3. Estruturas de IBs e afiliados

As redes de introducing brokers são um canal de crescimento primário e é justamente onde os CRMs genéricos falham. Estruturas multinível, regras de comissão por instrumento e pagamentos diferidos ou estornados são requisitos normais neste setor.

Verifique se os parceiros recebem um portal próprio com reporting em tempo real. Se os IBs precisam pedir números à sua equipe, a rede não vai escalar.

4. Integrações com plataformas

O CRM precisa se comunicar com as suas plataformas de trading sem conciliação manual: criação de contas, operações de saldo, dados de negociação e atribuição de grupos devem fluir automaticamente.

Confirme também que existe uma Open API. Mais cedo ou mais tarde você vai precisar conectar uma ferramenta que o fornecedor nunca previu, e um sistema fechado transforma isso em uma solicitação de mudança com preço.

5. Reporting e inteligência de negócio

O reporting operacional responde “o que aconteceu”. A inteligência de negócio responde “por quê e o que devemos fazer”. Um broker precisa dos dois: fluxos de depósito e saque, valor do cliente ao longo da vida, desempenho de IBs e retenção por coorte.

Um teste prático: pergunte quanto tempo leva para responder “qual fonte de aquisição gerou os clientes mais rentáveis no trimestre passado”. Se a resposta exigir um desenvolvedor, a camada de reporting é insuficiente.

6. Tempo de implantação e prontidão para white label

Se você pretende lançar marcas ou entidades adicionais, pergunte o que é necessário para subir uma nova instância: identidade visual, domínio, onboarding específico por jurisdição e roteamento de pagamentos.

Prontidão para white label não é apenas trocar o logotipo.

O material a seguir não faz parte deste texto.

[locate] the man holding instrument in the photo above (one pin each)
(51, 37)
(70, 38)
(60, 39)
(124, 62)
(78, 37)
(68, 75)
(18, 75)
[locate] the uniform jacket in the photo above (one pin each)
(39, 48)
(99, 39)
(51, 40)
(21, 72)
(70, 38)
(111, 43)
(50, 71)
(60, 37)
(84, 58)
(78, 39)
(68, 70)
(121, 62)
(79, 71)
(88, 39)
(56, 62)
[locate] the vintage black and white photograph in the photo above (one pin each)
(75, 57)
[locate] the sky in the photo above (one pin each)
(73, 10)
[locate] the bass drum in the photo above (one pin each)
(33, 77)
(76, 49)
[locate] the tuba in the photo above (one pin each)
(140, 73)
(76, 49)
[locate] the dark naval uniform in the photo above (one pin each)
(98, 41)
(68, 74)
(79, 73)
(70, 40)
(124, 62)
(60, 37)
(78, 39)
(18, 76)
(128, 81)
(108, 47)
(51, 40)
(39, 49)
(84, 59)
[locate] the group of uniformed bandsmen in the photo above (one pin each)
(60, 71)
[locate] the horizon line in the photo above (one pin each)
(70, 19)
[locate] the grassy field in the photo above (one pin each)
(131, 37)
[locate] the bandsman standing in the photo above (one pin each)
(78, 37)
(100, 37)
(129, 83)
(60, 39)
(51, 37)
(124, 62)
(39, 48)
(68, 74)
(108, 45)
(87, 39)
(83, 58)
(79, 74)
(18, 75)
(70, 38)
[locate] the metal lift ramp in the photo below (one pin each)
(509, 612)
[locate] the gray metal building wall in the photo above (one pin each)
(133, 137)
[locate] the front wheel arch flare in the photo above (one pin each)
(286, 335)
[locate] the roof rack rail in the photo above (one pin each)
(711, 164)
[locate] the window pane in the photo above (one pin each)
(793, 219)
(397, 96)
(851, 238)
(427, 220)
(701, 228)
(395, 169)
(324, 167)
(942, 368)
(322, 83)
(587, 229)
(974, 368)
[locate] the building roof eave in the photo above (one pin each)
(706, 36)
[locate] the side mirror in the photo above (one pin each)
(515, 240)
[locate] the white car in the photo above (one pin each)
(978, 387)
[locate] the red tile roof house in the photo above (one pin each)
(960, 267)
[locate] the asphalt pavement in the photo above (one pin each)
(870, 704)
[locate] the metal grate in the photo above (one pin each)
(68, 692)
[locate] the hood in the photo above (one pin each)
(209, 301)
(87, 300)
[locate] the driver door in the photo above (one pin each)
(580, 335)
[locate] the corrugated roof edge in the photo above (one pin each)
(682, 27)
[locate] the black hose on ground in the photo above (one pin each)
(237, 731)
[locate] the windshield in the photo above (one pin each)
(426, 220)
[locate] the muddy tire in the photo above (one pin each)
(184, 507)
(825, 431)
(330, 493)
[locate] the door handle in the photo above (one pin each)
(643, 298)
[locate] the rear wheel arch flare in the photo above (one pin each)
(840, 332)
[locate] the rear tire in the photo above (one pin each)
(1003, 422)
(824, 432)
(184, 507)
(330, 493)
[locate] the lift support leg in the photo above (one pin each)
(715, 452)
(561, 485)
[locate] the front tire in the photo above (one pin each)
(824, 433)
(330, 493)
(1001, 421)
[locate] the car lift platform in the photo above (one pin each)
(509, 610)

Significa que a plataforma consegue operar várias marcas com configurações separadas sem duplicar a sua equipe de operações.

Erros comuns

Comprar pela quantidade de funcionalidades em vez de pelas seis áreas acima. Subestimar a migração: exportar clientes, saldos e documentos de um sistema legado costuma ser a parte mais longa do projeto. Ignorar o horário de suporte: se os seus clientes operam 24 horas por dia e o seu fornecedor atende em um único fuso horário, os incidentes viram indisponibilidade.